WHO for cannabis rescheduling
WHO for cannabis rescheduling

Reschedule Cannabis Says World Health Organization

The WHO says it is time for cannabis to be removed from drug treaties

Posted by:
DanaSmith on Monday Feb 4, 2019

Reschedule Cannabis, Says World Health Organization

world health organization on cannabis


In a perfect world, international drug treaties wouldn’t get in the way of legalizing cannabis.


This is why it’s so historic for the World Health Organization (WHO) to recommend the rescheduling of cannabis and cannabis resin from the Schedule IV of the Single Convention on Narcotic Drugs. Doing so would be a milestone moment for the cannabis industry and advocates in the United States as well as member nations.


Schedule IV is currently the strictest drug category based on the highly outdated 1961 Single Convention on Narcotic Drugs. Should the recommendations be adopted, no member country will be able to refer to the international drug treaties as a reason to continue prohibiting cannabis. More importantly, the fact that the WHO has recommended for cannabis to be made legal means that governments are mandated to make sure that medicinal cannabis will be available for the patients who need them.


“We are extremely pleased that the World Health Organization has finally recognized the therapeutic potential of cannabis and its derivatives as a safe and effective medicine. With an international rescheduling or descheduling of cannabis, the US government can no longer use the excuse that cannabis has no medicinal value,” commented Americans for Safe Access founder and president, Steph Sherer.


The recommendations also call for the reclassification of THC by removing it entirely from the 1971 Convention, for it to be placed in Schedule 1 of the 1961 Convention. Additionally, CBD and CBD products that contain 0.2% THC or less would not be included in international drug treaty controls. Meanwhile, pharmaceutical medications with 9-THC can be added to Schedule III of the 1961 Convention, as long as they meet certain criteria.


“The evidence presented to the Committee did not indicate that cannabis plant and cannabis resin were particularly liable to produce ill-effects similar to the effects of other substances in Schedule IV of the 1961 Single Convention on Narcotic Drugs. In addition, preparations of cannabis have shown therapeutic potential for treatment of pain and other medical conditions such as epilepsy and spasticity associated with multiple sclerosis. In line with the above, cannabis and cannabis resin should be scheduled at a level of control that will prevent harm caused by cannabis use and at the same time will not act as a barrier to access and to research and development of cannabis-related preparation for medical use,” says the World Health Organization Expert Committee on Drug Dependence (ECDD).


However, none of the changes touch on the recreational use of cannabis nor THC.


“These recommendations were inevitable, and their adoptions by the UN Commission on Narcotic Drugs would enhance public health globally,” says Dr. Pavel Pachta, the International Cannabis and Cannabinoids Institute (ICCI) International Regulatory Affairs Director, and ex Deputy Secretary of the International Narcotics Control Board (INCB). “We do not expect that the CND would vote against these recommendations as they come from scientific experts and are based on rigorous scientific view.”


What’s Next?


The WHO was originally expected to make a statement on the recommendations during the December 2018 meeting in Vienna, though it was postponed.  We’ll have to wait until March, which is when the next Commission on Narcotic Drugs session will be taking place in Vienna, Austria. Fifty-three member countries are expected to join the session, and they will all have a chance to vote on either rejecting or accepting the changes.


Some countries including China and Russia will likely vote on rejecting the changes; these countries are among those who have long been opposing drug law changes. However, we can count on Uruguay and Canada, as well as several other European and Latin American countries to support the changes.
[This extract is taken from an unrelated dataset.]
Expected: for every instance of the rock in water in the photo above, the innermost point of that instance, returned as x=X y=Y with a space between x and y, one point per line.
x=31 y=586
It remains to be seen how to the US will decide on the vote. The Schedule I status of cannabis has not stopped US states from legalizing cannabis in recent years. However, last year the US Food and Drug Administration (FDA) issued a recommendation, saying CBD “could be removed from control” of the Controlled Substances Act. But Drug Enforcement Administration authorities still refer to the 1961 UN Convention, which would hinder the federal rescheduling of CBD. Should the US vote on accepting these changes, this could pave the way for more speedy CBD reforms around the country.